There was another outbreak in India in 2017. The states of Maharashtra and Gujarat were the worst affected. Gujarat high court has given Gujarat government instructions to control deaths by swine flu. 1,090 people died of swine flu in India in 2019 until August 31, 2019.

====2015 Nepal====
Swine flu outbreaks were reported in Nepal in the spring of 2015. Up to April 21, 2015, the disease had claimed 26 lives in the most severely affected district, Jajarkot in Northwest Nepal. Cases were also detected in the districts of Kathmandu, Morang, Kaski, and Chitwan. As of 22 April 2015 the Nepal Ministry of Health reported that 2,498 people had been treated in Jajarkot, of whom 552 were believed to have swine flu, and acknowledged that the government's response had been inadequate. The Jajarkot outbreak had just been declared an emergency when the April 2015 Nepal earthquake struck on 25 April 2015, diverting all medical and emergency resources to quake-related rescue and recovery.

====2016 Pakistan====
Seven cases of swine flu were reported in Punjab province of Pakistan, mainly in the city of Multan, in January 2017. Cases of swine flu were also reported in Lahore and Faisalabad.

====2017 Maldives====
As of March 16, 2017, over a hundred confirmed cases of swine flu and at least six deaths were reported in the Maldivian capital of Malé and some other islands. Makeshift flu clinics were opened in Malé. Schools in the capital were closed, prison visitations suspended, several events cancelled, and all non-essential travel to other islands outside the capital was advised against by the HPA. An influenza vaccination program focusing on pregnant women was initiated thereafter. An official visit by Saudi King Salman bin Abdulaziz Al Saud to the Maldives during his Asian tour was also cancelled last minute amidst fears over the outbreak of swine flu.

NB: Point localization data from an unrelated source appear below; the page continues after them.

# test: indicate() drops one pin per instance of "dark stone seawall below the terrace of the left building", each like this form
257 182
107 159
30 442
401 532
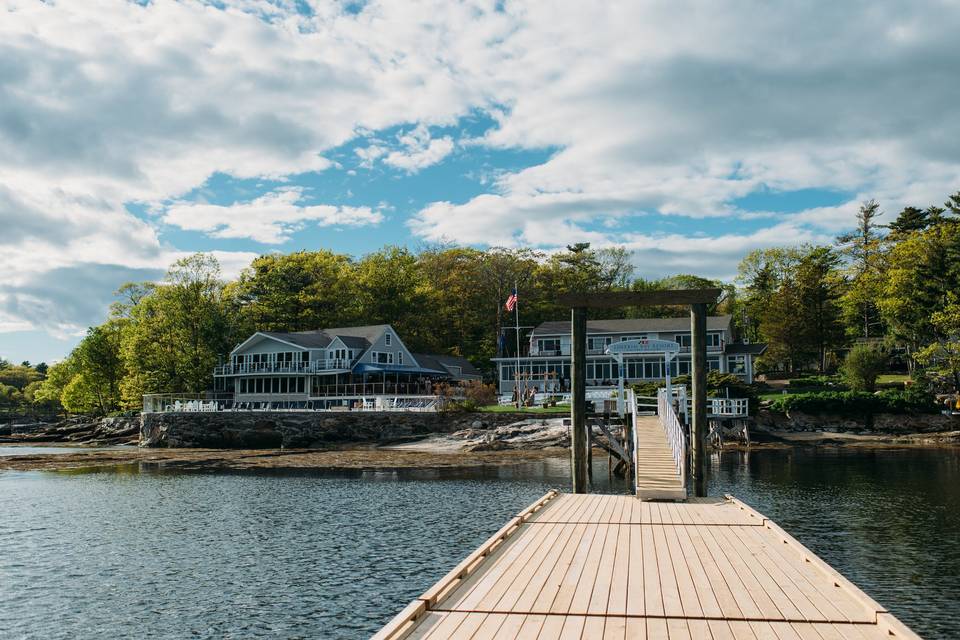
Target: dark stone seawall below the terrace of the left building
308 429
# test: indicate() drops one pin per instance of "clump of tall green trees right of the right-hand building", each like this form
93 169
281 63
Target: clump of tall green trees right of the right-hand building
894 288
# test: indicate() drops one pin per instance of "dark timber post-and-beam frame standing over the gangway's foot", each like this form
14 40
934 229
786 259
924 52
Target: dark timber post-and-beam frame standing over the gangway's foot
697 301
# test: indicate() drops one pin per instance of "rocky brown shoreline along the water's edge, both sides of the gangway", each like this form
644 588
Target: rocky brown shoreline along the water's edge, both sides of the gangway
458 440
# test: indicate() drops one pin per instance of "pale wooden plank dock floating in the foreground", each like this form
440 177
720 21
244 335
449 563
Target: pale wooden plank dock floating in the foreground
615 567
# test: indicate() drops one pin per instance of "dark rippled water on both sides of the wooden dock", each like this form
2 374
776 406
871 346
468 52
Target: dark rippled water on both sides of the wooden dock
159 555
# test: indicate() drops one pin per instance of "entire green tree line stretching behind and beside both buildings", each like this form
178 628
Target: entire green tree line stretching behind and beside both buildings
893 287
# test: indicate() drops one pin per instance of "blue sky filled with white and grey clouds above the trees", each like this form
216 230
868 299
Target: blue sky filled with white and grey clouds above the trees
691 132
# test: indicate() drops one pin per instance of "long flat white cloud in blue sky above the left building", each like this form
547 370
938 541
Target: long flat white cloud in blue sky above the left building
270 219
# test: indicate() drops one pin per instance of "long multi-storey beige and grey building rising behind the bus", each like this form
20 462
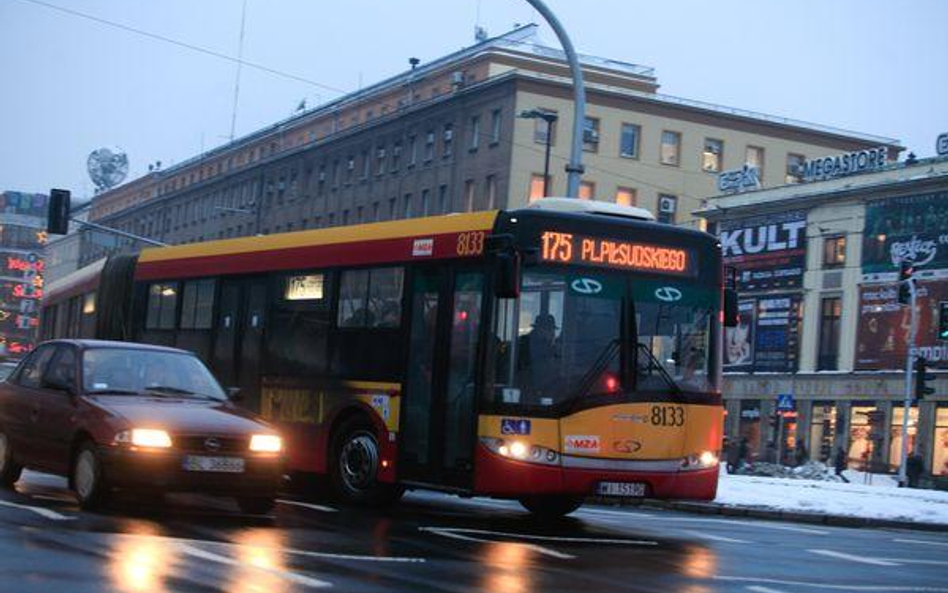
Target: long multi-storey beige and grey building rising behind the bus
446 136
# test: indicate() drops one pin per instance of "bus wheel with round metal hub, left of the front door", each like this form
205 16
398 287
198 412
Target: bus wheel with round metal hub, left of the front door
354 466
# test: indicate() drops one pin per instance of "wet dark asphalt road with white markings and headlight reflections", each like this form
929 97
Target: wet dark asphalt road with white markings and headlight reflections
432 542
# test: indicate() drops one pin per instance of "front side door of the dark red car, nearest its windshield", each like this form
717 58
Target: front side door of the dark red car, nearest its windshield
54 409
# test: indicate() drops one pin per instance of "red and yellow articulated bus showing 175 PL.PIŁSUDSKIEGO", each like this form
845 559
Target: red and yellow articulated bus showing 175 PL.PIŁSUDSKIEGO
548 354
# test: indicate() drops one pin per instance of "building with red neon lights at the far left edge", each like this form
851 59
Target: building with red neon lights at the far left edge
22 237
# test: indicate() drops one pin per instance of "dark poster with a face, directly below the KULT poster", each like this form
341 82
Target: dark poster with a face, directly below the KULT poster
766 338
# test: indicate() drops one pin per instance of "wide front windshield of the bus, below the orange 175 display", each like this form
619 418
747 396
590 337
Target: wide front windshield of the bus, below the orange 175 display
568 334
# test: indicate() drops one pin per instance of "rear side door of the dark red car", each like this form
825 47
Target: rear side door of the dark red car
16 406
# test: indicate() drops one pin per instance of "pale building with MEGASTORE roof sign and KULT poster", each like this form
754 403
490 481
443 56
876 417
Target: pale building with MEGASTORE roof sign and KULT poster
832 248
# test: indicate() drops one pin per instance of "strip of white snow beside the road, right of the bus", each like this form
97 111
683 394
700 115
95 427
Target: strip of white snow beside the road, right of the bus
856 499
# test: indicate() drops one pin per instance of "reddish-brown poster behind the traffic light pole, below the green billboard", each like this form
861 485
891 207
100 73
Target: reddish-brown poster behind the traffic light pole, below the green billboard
884 325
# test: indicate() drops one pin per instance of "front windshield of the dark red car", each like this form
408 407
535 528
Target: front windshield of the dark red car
121 371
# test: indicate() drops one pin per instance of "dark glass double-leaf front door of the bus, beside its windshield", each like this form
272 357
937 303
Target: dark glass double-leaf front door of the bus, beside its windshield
439 422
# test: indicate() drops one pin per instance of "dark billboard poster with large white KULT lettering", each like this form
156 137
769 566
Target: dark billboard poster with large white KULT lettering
768 252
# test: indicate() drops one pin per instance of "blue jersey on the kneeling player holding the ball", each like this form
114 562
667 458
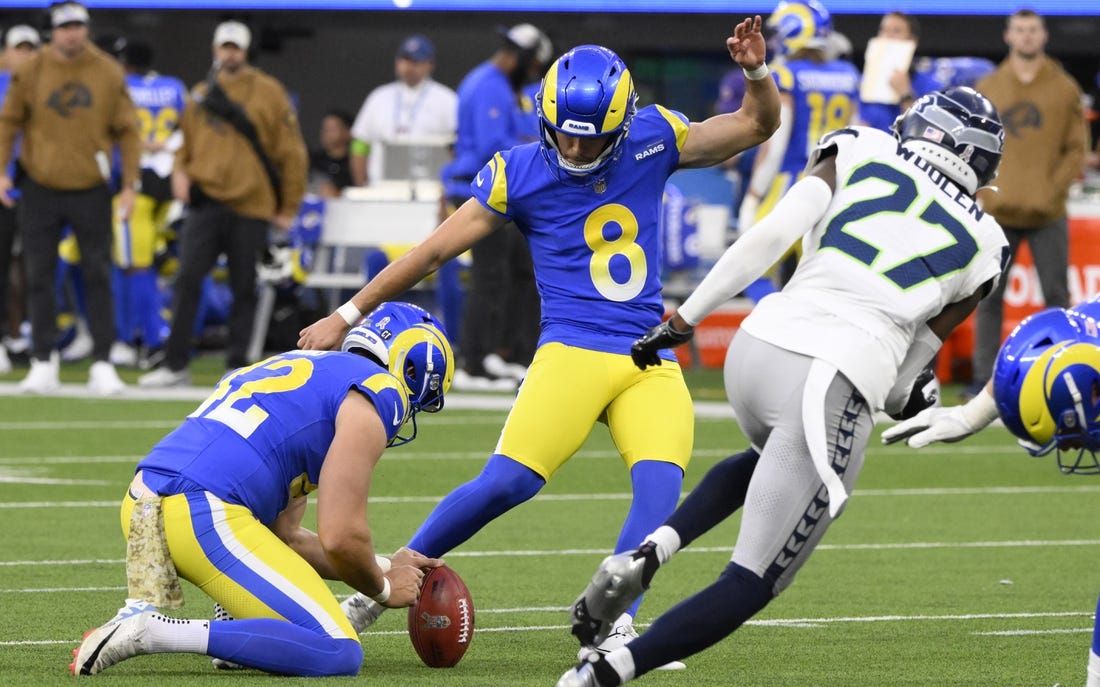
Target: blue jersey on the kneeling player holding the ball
261 438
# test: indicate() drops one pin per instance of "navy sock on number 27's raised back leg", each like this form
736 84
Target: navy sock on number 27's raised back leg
717 497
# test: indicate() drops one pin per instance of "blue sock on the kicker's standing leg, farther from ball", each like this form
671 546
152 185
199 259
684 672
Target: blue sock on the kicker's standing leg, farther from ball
656 492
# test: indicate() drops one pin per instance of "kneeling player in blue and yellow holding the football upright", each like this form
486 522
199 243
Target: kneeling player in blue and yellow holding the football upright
232 483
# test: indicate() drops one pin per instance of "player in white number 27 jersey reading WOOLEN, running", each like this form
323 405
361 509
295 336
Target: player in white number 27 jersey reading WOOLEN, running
896 253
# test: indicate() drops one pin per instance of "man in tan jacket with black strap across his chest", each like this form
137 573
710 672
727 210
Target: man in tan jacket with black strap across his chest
232 196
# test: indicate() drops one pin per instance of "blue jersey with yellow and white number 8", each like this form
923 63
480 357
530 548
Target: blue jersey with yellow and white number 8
597 249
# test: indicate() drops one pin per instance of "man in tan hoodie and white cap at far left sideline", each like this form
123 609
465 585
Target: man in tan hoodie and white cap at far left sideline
72 107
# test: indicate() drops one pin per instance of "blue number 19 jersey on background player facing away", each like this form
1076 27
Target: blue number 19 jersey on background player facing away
824 95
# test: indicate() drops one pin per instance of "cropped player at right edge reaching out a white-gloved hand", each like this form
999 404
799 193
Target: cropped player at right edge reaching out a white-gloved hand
1049 372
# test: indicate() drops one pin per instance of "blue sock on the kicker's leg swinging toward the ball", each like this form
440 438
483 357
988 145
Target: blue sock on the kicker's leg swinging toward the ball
501 486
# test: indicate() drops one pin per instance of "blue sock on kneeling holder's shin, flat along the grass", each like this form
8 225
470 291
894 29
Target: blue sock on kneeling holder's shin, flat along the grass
284 648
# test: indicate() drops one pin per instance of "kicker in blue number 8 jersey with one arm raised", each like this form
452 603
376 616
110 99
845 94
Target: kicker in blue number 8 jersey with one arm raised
587 198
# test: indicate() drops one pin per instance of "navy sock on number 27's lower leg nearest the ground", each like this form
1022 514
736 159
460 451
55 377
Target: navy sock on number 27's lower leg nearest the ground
701 620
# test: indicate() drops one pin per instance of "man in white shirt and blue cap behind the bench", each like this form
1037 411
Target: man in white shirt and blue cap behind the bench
413 107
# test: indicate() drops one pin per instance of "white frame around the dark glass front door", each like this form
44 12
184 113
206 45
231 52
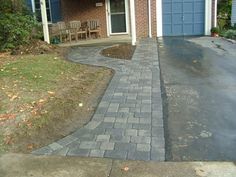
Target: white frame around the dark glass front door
109 28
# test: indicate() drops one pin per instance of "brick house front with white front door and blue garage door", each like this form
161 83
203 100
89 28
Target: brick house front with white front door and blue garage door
151 18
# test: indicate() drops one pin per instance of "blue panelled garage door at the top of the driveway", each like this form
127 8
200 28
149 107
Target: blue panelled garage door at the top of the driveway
183 17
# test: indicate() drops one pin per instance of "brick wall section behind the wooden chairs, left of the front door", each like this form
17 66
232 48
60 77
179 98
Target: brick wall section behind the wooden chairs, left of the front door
84 10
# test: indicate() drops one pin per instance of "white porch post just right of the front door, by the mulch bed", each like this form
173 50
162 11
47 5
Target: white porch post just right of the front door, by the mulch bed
133 22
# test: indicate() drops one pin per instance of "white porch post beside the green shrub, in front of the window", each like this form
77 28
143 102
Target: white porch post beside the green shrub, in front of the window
44 21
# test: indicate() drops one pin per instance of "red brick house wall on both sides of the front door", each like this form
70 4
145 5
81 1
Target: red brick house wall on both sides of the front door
85 10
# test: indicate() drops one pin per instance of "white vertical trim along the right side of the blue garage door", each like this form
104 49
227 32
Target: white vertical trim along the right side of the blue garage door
208 16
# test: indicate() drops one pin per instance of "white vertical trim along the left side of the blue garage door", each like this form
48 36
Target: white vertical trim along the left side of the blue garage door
159 18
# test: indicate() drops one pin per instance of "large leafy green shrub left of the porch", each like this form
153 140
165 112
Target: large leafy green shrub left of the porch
16 24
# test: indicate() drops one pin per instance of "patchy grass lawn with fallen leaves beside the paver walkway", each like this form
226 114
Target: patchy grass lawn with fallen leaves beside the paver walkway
44 98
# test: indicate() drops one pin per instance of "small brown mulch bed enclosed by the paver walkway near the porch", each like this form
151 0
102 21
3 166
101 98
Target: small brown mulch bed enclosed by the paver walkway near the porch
120 51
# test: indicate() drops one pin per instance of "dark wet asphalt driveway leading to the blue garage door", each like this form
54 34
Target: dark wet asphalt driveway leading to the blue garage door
200 92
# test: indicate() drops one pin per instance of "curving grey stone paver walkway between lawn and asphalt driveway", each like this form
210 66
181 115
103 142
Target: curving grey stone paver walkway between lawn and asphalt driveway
128 122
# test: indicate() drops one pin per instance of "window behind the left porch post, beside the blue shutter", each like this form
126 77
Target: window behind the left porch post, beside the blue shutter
38 10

=== 2020 G4 EA H1N1 publication ===
G4 EA H1N1, also known as the G4 swine flu virus (G4) is a swine influenza virus strain discovered in China. The virus is a variant genotype 4 (G4) Eurasian avian-like (EA) H1N1 virus that mainly affects pigs, but there is some evidence of it infecting people. A peer-reviewed paper from the Proceedings of the National Academy of Sciences (PNAS) stated that "G4 EA H1N1 viruses possess all the essential hallmarks of being highly adapted to infect humans ... Controlling the prevailing G4 EA H1N1 viruses in pigs and close monitoring of swine working populations should be promptly implemented."

Michael Ryan, executive director of the World Health Organization (WHO) Health Emergencies Program, stated in July 2020 that this strain of influenza virus was not new and had been under surveillance since 2011. Almost 30,000 swine had been monitored via nasal swabs between 2011 and 2018. While other variants of the virus have appeared and diminished, the study claimed the G4 variant has sharply increased since 2016 to become the predominant strain. The Chinese Ministry of Agriculture and Rural Affairs rebutted the study, saying that the media had interpreted the study "in an exaggerated and nonfactual way" and that the number of pigs sampled was too small to demonstrate G4 had become the dominant strain.

Between 2016 and 2018, a serum surveillance program screened 338 swine production workers in China for exposure (presence of antibodies) to G4 EA H1N1 and found 35 (10.4%) positive. Among another 230 people screened who did not work in the swine industry, 10 (4.4%) were serum positive for antibodies indicating exposure. Two cases of infection caused by the G4 variant have been documented as of July 2020, with no confirmed cases of human-to-human transmission.

Health officials (including Anthony Fauci) say the virus should be monitored, particularly among those in close contact with pigs, but it is not an immediate threat. There are no reported cases or evidence of the virus outside of China as of July 2020.